Measuring Florida's 2012 Nursing Shortage
A new study on the nursing workforce in Florida projects a shortage of nearly 16,000 nurses in 2012.
Researchers at the Florida Center for Nursing at the University of Central Florida analyzed survey research data gathered from 483 nurses in the state. Based on that analysis, they concluded that the "recent pattern of decreasing turnover of RNs in 2009, most likely in response to the recession, has leveled off or reversed in 2011."
Moreover, the combination of a recovering economy and increased demand for health care is driving a nursing shortage. The researchers calculated 8,994 currently vacant RN positions in the state, and 6,746 additional RN positions that were expected to be created in 2012, as a result of increasing demand for care from that state's aging population. The combined result is a nursing shortage of 15,740 nurses in the Sunshine State in 2012.

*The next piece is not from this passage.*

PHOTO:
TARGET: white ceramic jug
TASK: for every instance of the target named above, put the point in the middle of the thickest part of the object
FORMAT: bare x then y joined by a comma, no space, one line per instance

Specialty Nursing Certifications Linked to Lower Rates of Hospital-Acquired Infections
New research drawing on the American Nurses Association's (ANA’s) National Database for Nursing Quality Indicators (NDNQI) links nursing certifications with lower rates of hospital-acquired infection.
According to HealthLeaders Media, the findings were presented at the ANA's January Nursing Quality Conference in Las Vegas. The study found that hospital critical care units that had higher percentages of registered nurses with national specialty certifications had lower rates of central line-associated bloodstream infection (CLABSI) and catheter-associated urinary tract infections (CAUTI). Specifically, Critical Care Registered Nurse certification was associated with lower rates of CAUTI, and Cardiac Surgical Certification was associated with lower rates of CLABSI.
"There is a tremendous amount of further education that happens when you do certifications," said ANA NDNQI program specialist Pam Hinshaw, MSN, RN, CCM, "and then once you complete the certification, the learning never really ends."